Who is the author of paddington bear




















Six weeks later, the family moved to Reading, where Norman Bond worked for the post office. Bond said Paddington Bear had partly been inspired by his memories of child evacuees passing through Reading from London. Bond sold his first short story in , to the magazine London Opinion, and said later that he had written it outside a tent in Cairo.

He did not limit his work to Paddington or to print, but animals did dominate his work. Bond also wrote books about Olga da Polga, a guinea pig, and a mouse called Thursday, and for adult readers he wrote of Monsieur Pamplemousse, a culinary detective with a dog named Pommes Frites. But he was always best known for Paddington, whose fame grew wildly in the s after the first stuffed animal version was produced and the first television series became a hit, on the BBC in Britain and later on various networks including PBS, Nickelodeon and HBO in the United States.

I thought about suicide. Bond credited the spirit of Paddington with helping him through difficult times.

Other series and television movies followed. A movie with live actors and a computer-animated bear, voiced by Ben Whishaw, was released in A sequel is expected this year. We have been overwhelmed by all your comments and messages. Bond married Brenda Mary Johnson in , and they separated in the s. He married Susan Marfrey Rogers in , the same year that his divorce became final.

She survives him, as do a daughter, Karen Jankel; a son, Anthony; and four grandchildren. Thank you. But A Bear Called Paddington, and the many books that follow it, tell a happy story of a fluffy brown bear who is embraced in his new home. The stories inspired two TV series—one animated, the other made using stop-motion techniques—and two films, one of which will be released this year.

He also wrote a mystery series for adults about a detective-turned-restaurant critic named Monsieur Pamplemousse. The author said Paddington saved him from suicide when became overwhelmed with work in the s. He had originally bought the teddy bear for her as a Christmas stocking filler. The couple divorced in after 31 years of marriage. On his way home from work on Christmas Eve in , Bond spied a lonely teddy bear on the shelf in a shop window, and took it home as a stocking filler for his wife.

He called it Paddington because they were living near Paddington Station at the time. While musing over a typewriter and a blank sheet of paper, he wondered idly what it would be like if an unaccompanied bear turned up at a railway station looking for a home.

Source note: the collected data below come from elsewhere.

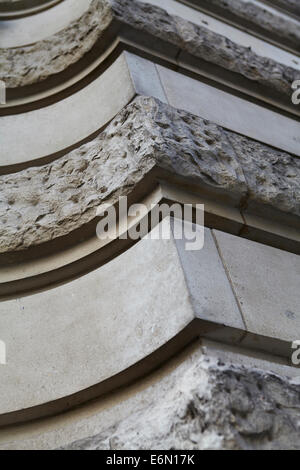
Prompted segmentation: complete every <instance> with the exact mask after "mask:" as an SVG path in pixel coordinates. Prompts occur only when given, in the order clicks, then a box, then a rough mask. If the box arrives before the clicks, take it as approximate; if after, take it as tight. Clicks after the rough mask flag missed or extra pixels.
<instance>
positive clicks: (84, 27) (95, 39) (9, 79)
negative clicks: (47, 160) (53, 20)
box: [1, 0, 300, 99]
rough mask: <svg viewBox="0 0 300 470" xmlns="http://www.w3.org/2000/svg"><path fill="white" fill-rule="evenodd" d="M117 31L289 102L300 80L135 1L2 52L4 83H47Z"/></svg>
mask: <svg viewBox="0 0 300 470" xmlns="http://www.w3.org/2000/svg"><path fill="white" fill-rule="evenodd" d="M113 25H115V26H114V28H116V27H117V25H118V27H119V28H121V27H124V26H125V25H126V26H127V27H130V28H133V29H134V31H140V32H141V33H146V34H147V35H151V36H155V37H156V38H158V39H160V40H162V41H163V42H165V43H167V44H170V45H172V47H175V48H177V49H178V52H180V51H183V52H186V53H189V54H190V55H192V56H193V57H196V58H198V59H200V60H204V61H206V62H208V63H211V64H214V65H217V66H220V67H222V68H223V69H225V70H227V71H230V72H234V73H235V74H237V75H240V76H243V77H246V78H247V79H248V80H249V81H250V82H253V83H256V84H259V85H262V86H264V87H266V88H268V89H269V90H273V92H275V93H276V94H277V95H278V94H279V95H281V96H283V97H285V98H286V99H287V98H288V99H289V98H290V95H291V84H292V82H293V81H294V80H295V79H297V78H299V76H300V73H299V72H298V71H297V70H295V69H293V68H292V67H287V66H285V65H282V64H280V63H277V62H275V61H274V60H272V59H269V58H265V57H261V56H259V55H257V54H255V53H254V52H252V51H251V50H250V49H249V48H246V47H243V46H240V45H238V44H236V43H234V42H232V41H231V40H229V39H227V38H225V37H224V36H221V35H219V34H216V33H214V32H212V31H210V30H208V29H207V28H204V27H202V26H198V25H195V24H193V23H191V22H189V21H186V20H184V19H182V18H179V17H176V16H171V15H168V14H167V12H166V11H165V10H163V9H161V8H158V7H155V6H152V5H149V4H146V3H141V2H138V1H136V0H125V1H120V0H111V1H108V0H95V1H94V2H93V3H92V5H91V8H90V10H89V11H88V12H87V13H86V14H85V15H83V16H82V17H81V19H80V20H79V21H77V22H74V23H72V24H71V25H70V26H69V28H67V29H66V30H64V31H61V32H60V33H57V34H56V35H54V36H53V37H51V38H49V39H48V40H45V41H41V42H39V43H36V44H33V45H31V46H26V47H23V48H16V49H4V50H2V51H1V54H2V57H3V63H2V72H1V79H3V80H4V81H5V82H6V84H7V86H8V87H12V88H14V87H20V86H25V85H29V84H33V83H37V82H40V81H43V80H45V79H46V78H47V77H50V76H51V75H54V74H57V73H59V72H61V71H63V70H65V69H67V68H68V67H69V66H70V65H72V64H74V63H75V62H77V61H79V60H80V59H81V58H82V57H83V56H84V55H85V54H86V53H87V52H88V51H89V50H91V49H92V48H93V46H94V45H95V43H96V42H97V41H98V40H99V41H100V42H101V37H102V35H103V34H104V32H105V31H107V30H108V29H111V28H112V27H113ZM33 64H34V65H33Z"/></svg>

More than 35 million Paddington books have been sold worldwide. The most recent, Paddington's Finest Hour, was published in April. Charlie Redmayne, chief executive officer of HarperCollins, said he was "one of the great children's writers" who had left "one of the great literary legacies of our time".

Ann-Janine Murtagh, executive publisher at HarperCollins Children's Books, remembered the author as "a true gentleman, a bon viveur, the most entertaining company and the most enchanting of writers".

Lauren Child, the new Children's Laureate , said Bond was "a loveable person" who had been "lovely to chat to".